2. Testing the Status Code
@Test
public void givenUserDoesNotExists_whenUserInfoIsRetrieved_then404IsReceived()
  throws ClientProtocolException, IOException {
  
    // Given
    String name = RandomStringUtils.randomAlphabetic( 8 );
    HttpUriRequest request = new HttpGet( "https://api.github.com/users/" + name );
 
    // When
    HttpResponse httpResponse = HttpClientBuilder.create().build().execute( request );
 
    // Then
    assertThat(
      httpResponse.getStatusLine().getStatusCode(),
      equalTo(HttpStatus.SC_NOT_FOUND));
}

This is a rather simple test – it verifies that a basic happy path is working, without adding too much complexity to the test suite.

If for whatever reason, it fails, then there is no need to look at any other test for this URL until this is fixed.

3. Testing the Media Type
@Test
public void
givenRequestWithNoAcceptHeader_whenRequestIsExecuted_thenDefaultResponseContentTypeIsJson()
  throws ClientProtocolException, IOException {
  
   // Given
   String jsonMimeType = "application/json";
   HttpUriRequest request = new HttpGet( "https://api.github.com/users/eugenp" );
 
   // When
   HttpResponse response = HttpClientBuilder.create().build().execute( request );
 
   // Then
   String mimeType = ContentType.getOrDefault(response.getEntity()).getMimeType();
   assertEquals( jsonMimeType, mimeType );
}

This ensures that the Response actually contains JSON data.

As you might have noticed, we’re following a logical progression of tests – first the Response Status Code (to ensure that the request was OK), then the Media Type of the Response, and only in the next test will we look at the actual JSON payload.

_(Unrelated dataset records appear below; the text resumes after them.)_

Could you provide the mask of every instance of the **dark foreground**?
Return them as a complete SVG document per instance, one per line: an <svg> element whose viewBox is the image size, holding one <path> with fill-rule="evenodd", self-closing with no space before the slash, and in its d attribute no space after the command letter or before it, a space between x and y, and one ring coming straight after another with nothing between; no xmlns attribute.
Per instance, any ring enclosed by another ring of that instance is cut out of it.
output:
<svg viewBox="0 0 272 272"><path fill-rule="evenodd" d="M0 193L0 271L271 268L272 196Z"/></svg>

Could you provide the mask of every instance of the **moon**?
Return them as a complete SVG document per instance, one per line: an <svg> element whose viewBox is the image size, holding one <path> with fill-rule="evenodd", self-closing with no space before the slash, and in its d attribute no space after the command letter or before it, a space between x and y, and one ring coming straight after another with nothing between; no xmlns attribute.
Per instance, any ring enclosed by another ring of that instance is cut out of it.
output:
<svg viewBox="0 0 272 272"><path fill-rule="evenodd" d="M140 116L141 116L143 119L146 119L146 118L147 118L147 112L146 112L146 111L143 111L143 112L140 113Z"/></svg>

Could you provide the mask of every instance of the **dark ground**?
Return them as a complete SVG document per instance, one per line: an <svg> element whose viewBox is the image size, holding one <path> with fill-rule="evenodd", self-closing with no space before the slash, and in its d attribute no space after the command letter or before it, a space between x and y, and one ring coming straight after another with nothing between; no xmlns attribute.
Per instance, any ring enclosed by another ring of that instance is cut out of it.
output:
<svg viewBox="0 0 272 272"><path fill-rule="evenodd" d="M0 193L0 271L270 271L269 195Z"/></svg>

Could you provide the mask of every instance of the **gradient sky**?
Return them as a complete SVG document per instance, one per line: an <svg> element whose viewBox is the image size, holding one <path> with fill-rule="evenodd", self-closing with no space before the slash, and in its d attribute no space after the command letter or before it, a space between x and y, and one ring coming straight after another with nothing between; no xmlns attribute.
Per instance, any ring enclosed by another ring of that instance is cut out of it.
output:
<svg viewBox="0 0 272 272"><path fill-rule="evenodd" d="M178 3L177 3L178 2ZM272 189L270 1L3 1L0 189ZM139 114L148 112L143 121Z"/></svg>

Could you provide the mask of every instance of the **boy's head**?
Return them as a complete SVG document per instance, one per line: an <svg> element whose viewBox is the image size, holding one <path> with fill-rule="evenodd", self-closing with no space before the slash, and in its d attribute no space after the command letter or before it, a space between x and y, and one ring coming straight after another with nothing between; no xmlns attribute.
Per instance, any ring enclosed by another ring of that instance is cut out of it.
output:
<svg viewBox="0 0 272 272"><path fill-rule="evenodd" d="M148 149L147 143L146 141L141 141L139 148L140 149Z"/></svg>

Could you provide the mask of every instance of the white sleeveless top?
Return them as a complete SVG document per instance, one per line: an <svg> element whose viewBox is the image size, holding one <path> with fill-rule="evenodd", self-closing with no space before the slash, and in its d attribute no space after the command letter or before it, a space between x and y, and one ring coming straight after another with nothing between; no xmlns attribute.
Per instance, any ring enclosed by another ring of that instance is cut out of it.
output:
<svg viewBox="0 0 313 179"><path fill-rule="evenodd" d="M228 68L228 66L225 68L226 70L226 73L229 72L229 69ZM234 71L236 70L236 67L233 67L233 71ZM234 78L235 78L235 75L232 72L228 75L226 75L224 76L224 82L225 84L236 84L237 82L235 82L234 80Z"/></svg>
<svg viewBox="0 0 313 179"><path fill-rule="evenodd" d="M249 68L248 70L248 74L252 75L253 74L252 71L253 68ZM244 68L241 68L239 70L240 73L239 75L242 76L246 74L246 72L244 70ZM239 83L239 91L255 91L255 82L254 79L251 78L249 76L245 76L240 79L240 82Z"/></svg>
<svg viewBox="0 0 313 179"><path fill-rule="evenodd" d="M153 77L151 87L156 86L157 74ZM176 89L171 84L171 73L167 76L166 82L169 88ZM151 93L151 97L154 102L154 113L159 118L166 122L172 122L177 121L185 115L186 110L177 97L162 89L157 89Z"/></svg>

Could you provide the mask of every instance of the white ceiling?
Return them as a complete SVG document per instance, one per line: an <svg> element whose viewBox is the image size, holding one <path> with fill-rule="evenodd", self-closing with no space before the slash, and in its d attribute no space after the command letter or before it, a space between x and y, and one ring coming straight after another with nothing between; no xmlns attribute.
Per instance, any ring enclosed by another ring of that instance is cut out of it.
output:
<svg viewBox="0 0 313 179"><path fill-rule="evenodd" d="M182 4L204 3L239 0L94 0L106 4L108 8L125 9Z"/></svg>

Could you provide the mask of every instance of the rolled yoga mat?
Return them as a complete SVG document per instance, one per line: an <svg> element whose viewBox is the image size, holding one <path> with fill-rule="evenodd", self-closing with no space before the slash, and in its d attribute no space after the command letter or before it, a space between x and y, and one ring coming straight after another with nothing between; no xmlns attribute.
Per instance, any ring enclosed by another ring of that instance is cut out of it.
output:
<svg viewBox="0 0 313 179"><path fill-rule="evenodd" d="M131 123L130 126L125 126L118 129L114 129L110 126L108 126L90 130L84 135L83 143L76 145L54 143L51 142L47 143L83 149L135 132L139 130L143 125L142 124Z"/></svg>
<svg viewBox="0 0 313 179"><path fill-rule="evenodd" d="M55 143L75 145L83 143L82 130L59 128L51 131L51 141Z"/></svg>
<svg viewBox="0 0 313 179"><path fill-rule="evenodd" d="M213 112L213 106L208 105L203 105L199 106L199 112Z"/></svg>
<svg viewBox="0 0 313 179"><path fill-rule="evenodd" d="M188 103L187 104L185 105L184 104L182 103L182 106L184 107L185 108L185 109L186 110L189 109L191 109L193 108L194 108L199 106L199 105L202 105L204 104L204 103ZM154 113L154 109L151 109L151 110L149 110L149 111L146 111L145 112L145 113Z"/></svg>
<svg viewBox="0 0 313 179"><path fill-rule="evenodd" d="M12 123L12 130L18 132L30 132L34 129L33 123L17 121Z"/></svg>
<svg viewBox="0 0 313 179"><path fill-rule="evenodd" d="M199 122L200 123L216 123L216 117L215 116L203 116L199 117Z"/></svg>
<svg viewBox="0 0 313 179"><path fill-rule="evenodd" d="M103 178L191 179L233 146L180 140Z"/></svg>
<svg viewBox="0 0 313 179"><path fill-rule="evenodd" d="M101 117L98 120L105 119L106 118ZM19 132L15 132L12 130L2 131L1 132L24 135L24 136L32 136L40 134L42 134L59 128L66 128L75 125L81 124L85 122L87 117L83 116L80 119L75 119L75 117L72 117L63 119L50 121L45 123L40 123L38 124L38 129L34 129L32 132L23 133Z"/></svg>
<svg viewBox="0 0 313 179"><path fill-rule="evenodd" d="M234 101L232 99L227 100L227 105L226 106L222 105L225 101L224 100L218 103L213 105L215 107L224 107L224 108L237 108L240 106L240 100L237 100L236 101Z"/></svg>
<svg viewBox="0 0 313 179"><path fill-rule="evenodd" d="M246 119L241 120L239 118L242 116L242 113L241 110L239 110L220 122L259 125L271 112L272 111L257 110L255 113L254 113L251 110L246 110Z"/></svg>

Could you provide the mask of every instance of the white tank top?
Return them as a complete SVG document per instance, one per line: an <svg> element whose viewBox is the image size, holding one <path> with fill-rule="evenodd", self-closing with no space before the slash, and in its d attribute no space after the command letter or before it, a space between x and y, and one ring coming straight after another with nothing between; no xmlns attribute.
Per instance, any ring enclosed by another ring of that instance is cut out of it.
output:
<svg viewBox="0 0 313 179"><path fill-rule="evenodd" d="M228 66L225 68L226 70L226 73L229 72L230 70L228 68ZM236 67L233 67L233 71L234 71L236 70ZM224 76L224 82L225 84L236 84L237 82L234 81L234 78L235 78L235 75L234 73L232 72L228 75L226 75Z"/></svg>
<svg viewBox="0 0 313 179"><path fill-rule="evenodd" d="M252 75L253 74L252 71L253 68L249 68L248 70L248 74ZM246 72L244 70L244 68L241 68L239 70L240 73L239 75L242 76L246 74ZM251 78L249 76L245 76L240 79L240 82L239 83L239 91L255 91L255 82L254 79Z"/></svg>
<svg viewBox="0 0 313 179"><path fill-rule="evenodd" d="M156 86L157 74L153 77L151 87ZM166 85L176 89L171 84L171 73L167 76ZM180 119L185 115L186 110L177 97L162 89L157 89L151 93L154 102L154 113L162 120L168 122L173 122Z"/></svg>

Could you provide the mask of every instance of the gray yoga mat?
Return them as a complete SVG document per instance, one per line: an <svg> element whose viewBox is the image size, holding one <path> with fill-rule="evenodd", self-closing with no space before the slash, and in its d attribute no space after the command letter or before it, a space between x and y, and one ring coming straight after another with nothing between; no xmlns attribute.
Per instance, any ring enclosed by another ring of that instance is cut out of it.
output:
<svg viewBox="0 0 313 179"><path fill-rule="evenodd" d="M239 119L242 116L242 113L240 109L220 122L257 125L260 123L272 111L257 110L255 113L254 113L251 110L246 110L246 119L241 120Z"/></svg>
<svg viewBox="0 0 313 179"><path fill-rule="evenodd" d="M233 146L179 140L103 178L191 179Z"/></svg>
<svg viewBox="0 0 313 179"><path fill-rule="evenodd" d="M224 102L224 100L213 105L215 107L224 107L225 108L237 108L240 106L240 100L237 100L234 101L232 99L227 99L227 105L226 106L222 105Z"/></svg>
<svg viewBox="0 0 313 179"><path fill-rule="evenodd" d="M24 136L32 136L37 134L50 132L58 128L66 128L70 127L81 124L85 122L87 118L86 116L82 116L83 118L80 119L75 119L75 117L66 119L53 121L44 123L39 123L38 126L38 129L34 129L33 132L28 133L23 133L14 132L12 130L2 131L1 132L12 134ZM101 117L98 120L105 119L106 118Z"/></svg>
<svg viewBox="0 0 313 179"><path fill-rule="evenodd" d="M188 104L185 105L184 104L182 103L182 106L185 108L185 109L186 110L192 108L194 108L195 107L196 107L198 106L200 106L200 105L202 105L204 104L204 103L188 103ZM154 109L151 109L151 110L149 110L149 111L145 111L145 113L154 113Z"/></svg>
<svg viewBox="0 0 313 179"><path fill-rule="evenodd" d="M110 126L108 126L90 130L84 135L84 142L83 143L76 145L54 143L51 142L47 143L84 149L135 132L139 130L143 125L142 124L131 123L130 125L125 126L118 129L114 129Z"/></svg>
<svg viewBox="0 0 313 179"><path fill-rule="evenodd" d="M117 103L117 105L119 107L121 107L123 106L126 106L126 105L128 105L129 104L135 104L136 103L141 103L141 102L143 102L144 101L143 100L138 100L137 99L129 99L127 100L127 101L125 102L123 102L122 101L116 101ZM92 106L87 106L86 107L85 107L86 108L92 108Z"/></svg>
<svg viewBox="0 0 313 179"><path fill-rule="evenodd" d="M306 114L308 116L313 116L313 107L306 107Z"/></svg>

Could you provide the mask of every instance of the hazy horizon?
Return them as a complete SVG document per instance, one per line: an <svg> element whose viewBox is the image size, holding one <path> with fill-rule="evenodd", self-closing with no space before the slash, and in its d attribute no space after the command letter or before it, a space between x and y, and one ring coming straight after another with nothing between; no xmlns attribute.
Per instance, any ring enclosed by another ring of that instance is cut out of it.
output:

4. Testing the JSON Payload
@Test
public void
  givenUserExists_whenUserInformationIsRetrieved_thenRetrievedResourceIsCorrect()
  throws ClientProtocolException, IOException {
  
    // Given
    HttpUriRequest request = new HttpGet( "https://api.github.com/users/eugenp" );
 
    // When
    HttpResponse response = HttpClientBuilder.create().build().execute( request );
 
    // Then
    GitHubUser resource = RetrieveUtil.retrieveResourceFromResponse(
      response, GitHubUser.class);
    assertThat( "eugenp", Matchers.is( resource.getLogin() ) );
}

In this case, I know the default representation of GitHub resources is JSON, but usually, the Content-Type header of the response should be tested alongside the Accept header of the request – the client asks for a particular type of representation via Accept, which the server should honor.

5. Utilities for Testing

We’re going to use Jackson 2 to unmarshall the raw JSON String into a type-safe Java Entity:

public class GitHubUser {
 
    private String login;
 
    // standard getters and setters
}

We’re only using a simple utility to keep the tests clean, readable and at a high level of abstraction:

public static <T> T retrieveResourceFromResponse(HttpResponse response, Class<T> clazz)
  throws IOException {
  
    String jsonFromResponse = EntityUtils.toString(response.getEntity());
    ObjectMapper mapper = new ObjectMapper()
      .configure(DeserializationFeature.FAIL_ON_UNKNOWN_PROPERTIES, false);
    return mapper.readValue(jsonFromResponse, clazz);
}

Notice that Jackson is ignoring unknown properties that the GitHub API is sending our way – that’s simply because the Representation of a User Resource on GitHub gets pretty complex – and we don’t need any of that information here.

6. Dependencies

The utilities and tests make use of the following libraries, all available in Maven central:

7. Conclusion

This is only one part of what the complete integration testing suite should be. The tests focus on ensuring basic correctness for the REST API, without going into more complex scenarios,

For example, the following are not covered: Discoverability of the API, consumption of different representations for the same Resource, etc.

The implementation of all these examples and code snippets can be found over on Github – this is a Maven-based project, so it should be easy to import and run as it is.